Baluardo della sanità italiana e faro nella tempesta pandemica, l’Istituto Nazionale Malattie Infettive (INMI) Spallanzani di Roma apre le sue porte a una testimonianza visiva indelebile: una mostra fotografica permanente che ripercorre i momenti più intensi e significativi della lotta contro il Sars-CoV-2. L’inaugurazione si terrà lunedì 5 maggio alle 13.30 nell’atrio del “Nuovo ospedale”, cuore pulsante dell’Istituto.
Una scelta non casuale, come spiega il direttore generale dell’Inmi, Cristina Matranga: “Questa mostra nasce con l’intento di ricordare a tutti e onorare lo sforzo e il sacrificio vissuto in quei mesi, anni, da tutti i medici, infermieri e operatori dello Spallanzani e dell’intero Servizio sanitario”. Un tributo doveroso a chi ha combattuto con abnegazione e coraggio contro un nemico invisibile che ha riscritto la storia mondiale.
Dalla Paura al Coraggio: Una Lezione Indimenticabile
Ma la mostra non è solo un omaggio al passato.
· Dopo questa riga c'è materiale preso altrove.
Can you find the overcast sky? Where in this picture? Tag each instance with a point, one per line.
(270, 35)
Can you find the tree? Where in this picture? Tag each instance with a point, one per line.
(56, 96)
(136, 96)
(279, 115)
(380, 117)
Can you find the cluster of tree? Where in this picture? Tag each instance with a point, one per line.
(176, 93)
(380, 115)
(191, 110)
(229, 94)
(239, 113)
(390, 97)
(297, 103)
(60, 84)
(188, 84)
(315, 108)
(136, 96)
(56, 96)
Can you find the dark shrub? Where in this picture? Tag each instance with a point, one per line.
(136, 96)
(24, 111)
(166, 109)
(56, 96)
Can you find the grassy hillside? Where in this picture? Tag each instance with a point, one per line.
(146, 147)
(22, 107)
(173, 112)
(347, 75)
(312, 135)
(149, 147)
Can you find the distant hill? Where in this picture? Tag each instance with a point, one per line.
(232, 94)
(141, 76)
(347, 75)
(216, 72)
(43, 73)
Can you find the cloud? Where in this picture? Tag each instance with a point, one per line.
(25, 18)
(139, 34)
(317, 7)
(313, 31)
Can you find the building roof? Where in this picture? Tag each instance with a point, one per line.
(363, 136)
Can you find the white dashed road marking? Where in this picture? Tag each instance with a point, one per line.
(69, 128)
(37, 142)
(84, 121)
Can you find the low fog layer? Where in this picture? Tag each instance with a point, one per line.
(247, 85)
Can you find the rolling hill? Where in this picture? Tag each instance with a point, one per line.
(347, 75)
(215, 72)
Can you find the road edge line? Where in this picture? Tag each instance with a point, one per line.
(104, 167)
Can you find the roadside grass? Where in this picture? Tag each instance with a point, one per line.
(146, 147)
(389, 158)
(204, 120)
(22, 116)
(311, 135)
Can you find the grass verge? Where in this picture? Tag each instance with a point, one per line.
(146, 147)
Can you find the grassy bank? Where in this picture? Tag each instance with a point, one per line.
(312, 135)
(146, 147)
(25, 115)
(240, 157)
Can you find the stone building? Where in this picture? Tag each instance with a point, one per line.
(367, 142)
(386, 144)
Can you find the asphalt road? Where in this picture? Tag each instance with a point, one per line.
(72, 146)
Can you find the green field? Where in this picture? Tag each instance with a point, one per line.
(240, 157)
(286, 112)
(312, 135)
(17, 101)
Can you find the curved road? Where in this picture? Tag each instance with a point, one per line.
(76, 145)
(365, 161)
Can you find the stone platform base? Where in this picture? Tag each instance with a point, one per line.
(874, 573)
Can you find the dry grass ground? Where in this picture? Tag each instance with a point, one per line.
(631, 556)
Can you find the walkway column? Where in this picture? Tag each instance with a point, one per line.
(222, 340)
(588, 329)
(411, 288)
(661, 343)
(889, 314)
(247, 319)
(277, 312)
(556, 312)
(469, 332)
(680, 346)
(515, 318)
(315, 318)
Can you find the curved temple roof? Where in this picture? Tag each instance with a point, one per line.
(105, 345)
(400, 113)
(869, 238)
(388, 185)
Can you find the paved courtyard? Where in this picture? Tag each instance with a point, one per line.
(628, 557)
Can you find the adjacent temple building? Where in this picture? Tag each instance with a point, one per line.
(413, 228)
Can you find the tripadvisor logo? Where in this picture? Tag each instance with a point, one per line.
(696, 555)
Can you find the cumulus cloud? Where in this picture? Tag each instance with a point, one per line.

Come sottolinea la dottoressa Matranga, promotrice dell’iniziativa, vuole anche “sottolineare la necessità di non dimenticare la grande lezione appresa dalla pandemia. Una lezione di paura e di coraggio, di scienza e umanità, di sofferenza e rinascita, e soprattutto di ‘comunità'”, un concetto caro anche a Papa Francesco, che espresse la sua vicinanza allo Spallanzani con una toccante lettera il 17 aprile 2020. Proprio le parole del Pontefice, “solo insieme possiamo farcela”, hanno dato il titolo a questa esposizione carica di significato.
Gli Scatti Emozionanti di Massimo Berruti: Un Omaggio agli Eroi in Trincea
A dare forma visiva a quei giorni drammatici e carichi di speranza sono gli splendidi scatti del fotografo Massimo Berruti. Le sue immagini catturano momenti iconici, emblematici e profondamente umani della pandemia, ritraendo gli operatori sanitari nella loro estenuante battaglia, sospesi tra la lotta per la vita e la tenace speranza nella guarigione.
Lo Spallanzani, in quanto Istituto di ricerca e cura di riferimento nazionale per le malattie infettive, è stato in prima linea fin dall’inizio, assistendo migliaia di pazienti, a partire dai primi casi italiani rappresentati dalla coppia cinese. L’Istituto ha inoltre giocato un ruolo cruciale nella ricerca scientifica, isolando e sequenziando il virus, condividendo poi queste preziose informazioni con la comunità scientifica internazionale. Senza dimenticare l’emozionante avvio della campagna vaccinale, con le prime dosi inoculate proprio tra le sue mura.
Un Ricordo Permanente nel Cuore della Risposta Sanitaria
Il fotografo Massimo Berruti racconta la genesi del suo lavoro: “La curiosità di ‘andare a vedere’, dopo la prima settimana di lockdown, ha superato la paura dell’ignoto. Il paesaggio post-umano in cui si era trasformata la brulicante capitale aveva un fascino lugubre eppure irresistibile… È stato seguendo quel suono [delle sirene delle ambulanze] che si sono aperte le porte di un altro mondo, un mondo sotto shock, ma in frenetica lotta per la vita, un mondo fatto di tanti piccoli grandi eroi. Sono loro che hanno ispirato questo lavoro e adesso questa mostra, non a caso presso l’Inmi Spallanzani. Una mostra fatta per restare e ricordare, nel luogo che ha rappresentato l’epicentro della risposta sanitaria nazionale al Covid-19”.
Questa mostra permanente rappresenta un monito prezioso, un ricordo tangibile della fragilità umana e della straordinaria forza che emerge dalla collettività di fronte all’avversità. Un omaggio agli eroi in camice bianco e un invito a non dimenticare le dure lezioni apprese, affinché “solo insieme” si possa affrontare qualsiasi sfida futura.